Par où commencer... Essayons chronologiquement. L'introduction, sans rien avoir d'exceptionnel, a le grand mérite de sortir du schéma habituellement très strict de la saga, à savoir une bonne grosse scène d'action, certes finissant par intervenir (loin d'être exceptionnelle, comme toutes les autres, d'ailleurs, j'y reviendrais), n'enlevant toutefois rien à cette petite audace. Survient le générique, où manifestement les créateurs se sont dits : « bon, les gars, on a offert un chef d'œuvre avec « Skyfall », on ne va pas non plus s'embêter à chaque fois, on va donc faire une sorte de copier-coller de « Writing on the wall » par la vedette du moment et ça passera très bien ». Résultat : un second morceau insipide consécutif, où le générique semble tout autant pompé sur « Spectre » (en moins bien).

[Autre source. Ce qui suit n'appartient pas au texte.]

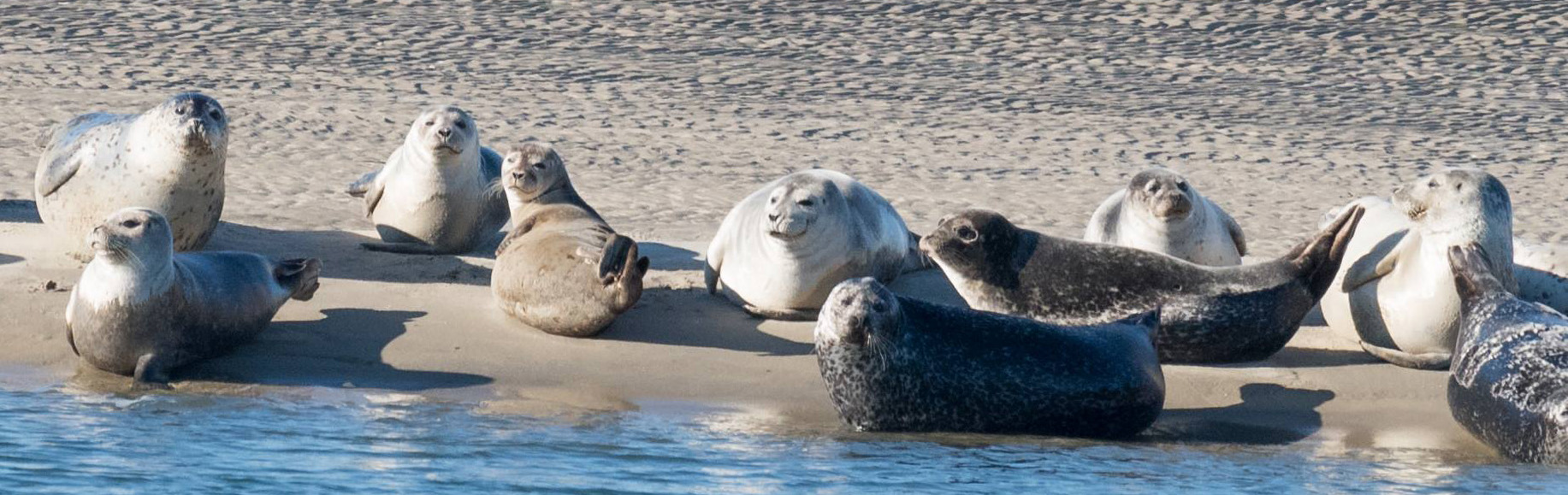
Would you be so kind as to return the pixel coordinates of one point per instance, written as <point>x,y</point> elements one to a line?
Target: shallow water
<point>63,440</point>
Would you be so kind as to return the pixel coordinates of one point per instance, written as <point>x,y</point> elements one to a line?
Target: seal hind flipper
<point>1429,361</point>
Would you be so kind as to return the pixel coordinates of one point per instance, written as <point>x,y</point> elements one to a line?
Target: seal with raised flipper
<point>145,310</point>
<point>169,158</point>
<point>1159,210</point>
<point>1509,384</point>
<point>1210,314</point>
<point>781,250</point>
<point>901,364</point>
<point>438,193</point>
<point>562,268</point>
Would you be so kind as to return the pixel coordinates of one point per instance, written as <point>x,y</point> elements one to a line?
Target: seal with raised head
<point>1159,210</point>
<point>1210,314</point>
<point>169,158</point>
<point>901,364</point>
<point>438,192</point>
<point>1511,365</point>
<point>1394,292</point>
<point>141,309</point>
<point>560,268</point>
<point>781,250</point>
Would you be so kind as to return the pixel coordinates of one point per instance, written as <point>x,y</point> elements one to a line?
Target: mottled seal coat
<point>1394,292</point>
<point>783,248</point>
<point>901,364</point>
<point>1164,214</point>
<point>1511,365</point>
<point>1210,314</point>
<point>562,268</point>
<point>169,158</point>
<point>141,309</point>
<point>436,193</point>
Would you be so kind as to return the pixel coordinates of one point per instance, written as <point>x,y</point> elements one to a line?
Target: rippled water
<point>56,440</point>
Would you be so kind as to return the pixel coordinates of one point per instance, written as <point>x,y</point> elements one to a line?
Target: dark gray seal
<point>1210,314</point>
<point>901,364</point>
<point>141,309</point>
<point>1511,365</point>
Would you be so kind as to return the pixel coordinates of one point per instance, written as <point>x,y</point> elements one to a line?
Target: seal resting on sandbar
<point>1159,210</point>
<point>1210,314</point>
<point>562,268</point>
<point>1511,365</point>
<point>141,309</point>
<point>169,158</point>
<point>783,248</point>
<point>901,364</point>
<point>436,193</point>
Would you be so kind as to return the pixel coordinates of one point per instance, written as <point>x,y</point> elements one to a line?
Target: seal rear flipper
<point>1429,361</point>
<point>301,276</point>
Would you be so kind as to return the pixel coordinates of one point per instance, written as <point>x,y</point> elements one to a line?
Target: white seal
<point>781,250</point>
<point>438,193</point>
<point>169,158</point>
<point>1159,210</point>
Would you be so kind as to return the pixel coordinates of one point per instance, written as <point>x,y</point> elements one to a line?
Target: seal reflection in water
<point>899,364</point>
<point>169,158</point>
<point>562,268</point>
<point>1511,367</point>
<point>143,310</point>
<point>1229,314</point>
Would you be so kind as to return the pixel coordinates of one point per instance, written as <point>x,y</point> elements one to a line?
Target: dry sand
<point>666,113</point>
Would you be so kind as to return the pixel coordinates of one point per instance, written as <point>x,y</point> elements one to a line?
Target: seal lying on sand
<point>1511,365</point>
<point>1161,212</point>
<point>783,248</point>
<point>167,158</point>
<point>1394,292</point>
<point>436,193</point>
<point>143,310</point>
<point>1228,314</point>
<point>562,268</point>
<point>899,364</point>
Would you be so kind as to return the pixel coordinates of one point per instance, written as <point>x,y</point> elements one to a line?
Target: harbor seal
<point>783,248</point>
<point>1511,365</point>
<point>1159,210</point>
<point>438,192</point>
<point>169,158</point>
<point>1210,314</point>
<point>1396,293</point>
<point>901,364</point>
<point>141,309</point>
<point>562,268</point>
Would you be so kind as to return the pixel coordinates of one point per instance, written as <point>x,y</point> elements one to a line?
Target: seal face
<point>141,309</point>
<point>169,158</point>
<point>1159,210</point>
<point>438,192</point>
<point>1208,314</point>
<point>899,364</point>
<point>1394,293</point>
<point>1511,365</point>
<point>783,248</point>
<point>562,268</point>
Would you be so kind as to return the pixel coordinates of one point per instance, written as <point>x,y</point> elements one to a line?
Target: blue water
<point>73,442</point>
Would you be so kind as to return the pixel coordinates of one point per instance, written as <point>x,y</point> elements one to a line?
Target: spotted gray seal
<point>1210,314</point>
<point>562,268</point>
<point>169,158</point>
<point>783,248</point>
<point>1159,210</point>
<point>901,364</point>
<point>1509,384</point>
<point>436,193</point>
<point>141,309</point>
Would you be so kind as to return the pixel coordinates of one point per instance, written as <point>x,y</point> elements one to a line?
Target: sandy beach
<point>668,113</point>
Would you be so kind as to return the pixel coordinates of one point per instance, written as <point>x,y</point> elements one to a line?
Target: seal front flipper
<point>1429,361</point>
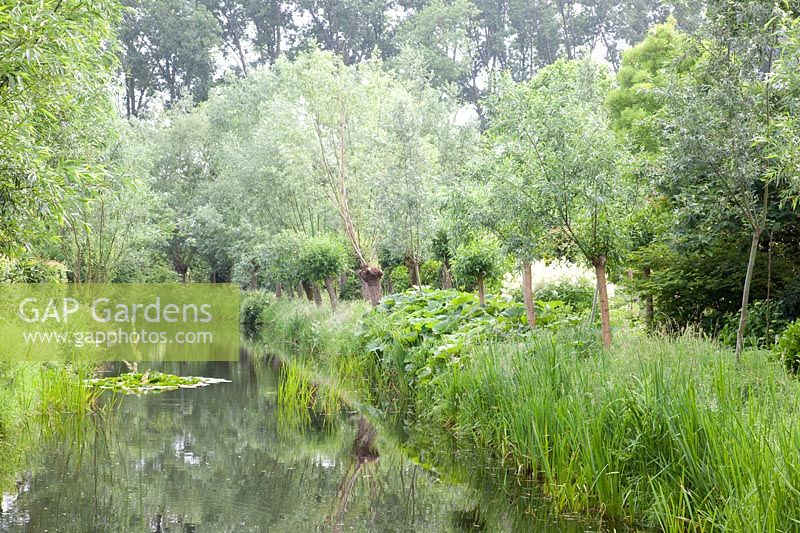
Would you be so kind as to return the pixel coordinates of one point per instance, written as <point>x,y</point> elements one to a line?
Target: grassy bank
<point>31,394</point>
<point>658,432</point>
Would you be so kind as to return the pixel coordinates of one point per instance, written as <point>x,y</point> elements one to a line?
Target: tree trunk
<point>527,293</point>
<point>447,277</point>
<point>648,302</point>
<point>602,295</point>
<point>370,276</point>
<point>413,271</point>
<point>331,291</point>
<point>317,295</point>
<point>308,290</point>
<point>748,278</point>
<point>389,285</point>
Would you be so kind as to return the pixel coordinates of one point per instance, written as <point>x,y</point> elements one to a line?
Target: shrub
<point>561,281</point>
<point>31,270</point>
<point>430,273</point>
<point>252,307</point>
<point>351,291</point>
<point>755,331</point>
<point>399,278</point>
<point>321,257</point>
<point>788,347</point>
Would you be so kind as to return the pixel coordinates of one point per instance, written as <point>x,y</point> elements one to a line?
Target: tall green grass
<point>667,433</point>
<point>37,395</point>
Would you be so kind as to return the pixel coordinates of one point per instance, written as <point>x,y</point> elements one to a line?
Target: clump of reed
<point>661,432</point>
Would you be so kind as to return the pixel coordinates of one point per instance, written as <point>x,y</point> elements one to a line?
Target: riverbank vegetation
<point>418,170</point>
<point>659,432</point>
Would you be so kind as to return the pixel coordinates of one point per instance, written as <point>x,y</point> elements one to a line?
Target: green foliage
<point>351,289</point>
<point>55,111</point>
<point>252,307</point>
<point>31,271</point>
<point>788,347</point>
<point>636,106</point>
<point>430,273</point>
<point>181,39</point>
<point>578,294</point>
<point>320,257</point>
<point>399,278</point>
<point>151,381</point>
<point>755,333</point>
<point>432,330</point>
<point>628,430</point>
<point>477,259</point>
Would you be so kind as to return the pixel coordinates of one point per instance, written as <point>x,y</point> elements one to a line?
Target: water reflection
<point>221,458</point>
<point>218,459</point>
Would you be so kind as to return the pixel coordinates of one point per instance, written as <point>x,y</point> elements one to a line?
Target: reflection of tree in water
<point>217,459</point>
<point>363,457</point>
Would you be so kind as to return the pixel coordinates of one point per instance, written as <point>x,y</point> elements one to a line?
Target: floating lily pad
<point>143,382</point>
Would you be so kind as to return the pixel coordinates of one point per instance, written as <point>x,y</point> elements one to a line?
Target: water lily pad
<point>144,382</point>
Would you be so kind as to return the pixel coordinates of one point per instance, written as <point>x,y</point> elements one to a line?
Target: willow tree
<point>720,160</point>
<point>565,164</point>
<point>55,109</point>
<point>344,120</point>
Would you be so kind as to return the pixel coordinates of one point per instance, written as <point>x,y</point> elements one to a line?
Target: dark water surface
<point>227,458</point>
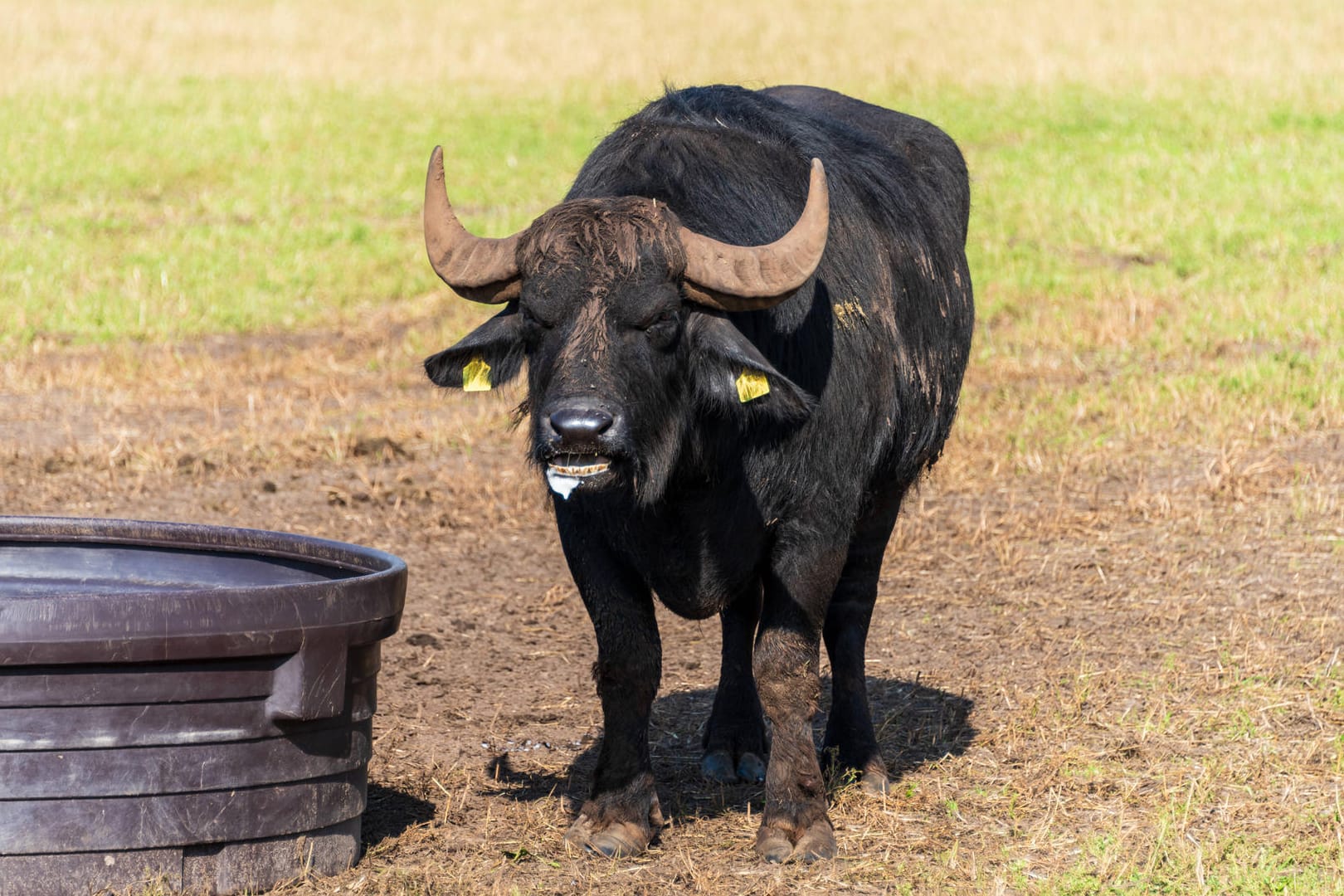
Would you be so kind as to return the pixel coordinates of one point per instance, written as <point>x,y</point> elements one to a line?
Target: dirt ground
<point>1088,666</point>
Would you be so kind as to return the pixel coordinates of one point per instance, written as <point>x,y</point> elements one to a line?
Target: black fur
<point>791,494</point>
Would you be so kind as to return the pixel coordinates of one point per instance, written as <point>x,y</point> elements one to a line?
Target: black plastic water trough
<point>183,704</point>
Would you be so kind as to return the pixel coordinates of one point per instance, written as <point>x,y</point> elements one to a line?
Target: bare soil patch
<point>1103,666</point>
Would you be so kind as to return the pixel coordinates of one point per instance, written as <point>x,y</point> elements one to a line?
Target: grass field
<point>1127,562</point>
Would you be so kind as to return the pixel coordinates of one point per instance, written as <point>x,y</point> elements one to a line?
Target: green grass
<point>1187,246</point>
<point>168,210</point>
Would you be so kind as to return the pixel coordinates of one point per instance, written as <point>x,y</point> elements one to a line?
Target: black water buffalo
<point>746,328</point>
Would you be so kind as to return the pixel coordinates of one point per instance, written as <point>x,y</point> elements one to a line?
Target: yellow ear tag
<point>752,386</point>
<point>476,377</point>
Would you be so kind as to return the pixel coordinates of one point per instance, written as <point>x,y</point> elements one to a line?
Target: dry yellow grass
<point>1107,659</point>
<point>537,46</point>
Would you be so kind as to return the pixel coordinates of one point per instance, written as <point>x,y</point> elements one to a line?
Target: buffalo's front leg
<point>622,815</point>
<point>795,822</point>
<point>734,738</point>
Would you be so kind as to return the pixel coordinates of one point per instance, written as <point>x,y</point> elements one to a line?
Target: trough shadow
<point>916,724</point>
<point>390,813</point>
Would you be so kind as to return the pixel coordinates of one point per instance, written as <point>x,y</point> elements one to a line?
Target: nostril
<point>580,422</point>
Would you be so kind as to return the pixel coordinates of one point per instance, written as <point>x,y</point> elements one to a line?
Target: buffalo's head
<point>620,314</point>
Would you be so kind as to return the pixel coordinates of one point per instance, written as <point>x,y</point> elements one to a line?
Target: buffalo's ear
<point>730,373</point>
<point>491,355</point>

Le reste va ensuite surtout confirmer que de se la jouer féministe à tout prix dans un univers qui y est peu adapté, ça ne peut pas fonctionner, surtout lorsqu'on s'y prend aussi mal. Ça peut paraître basique, mais avoir les personnes les plus adaptées à un projet, c'est essentiel. Je ne doute pas un instant du talent de scénariste de Phoebe Waller-Bridge et suis certain que j'apprécierais « Fleabag » si j'avais l'occasion de la voir. Seulement, 2 heures 43 plus tard, se déroulant par ailleurs à un rythme soutenu, il est évident que l'univers de James Bond, ce n'est pas son truc.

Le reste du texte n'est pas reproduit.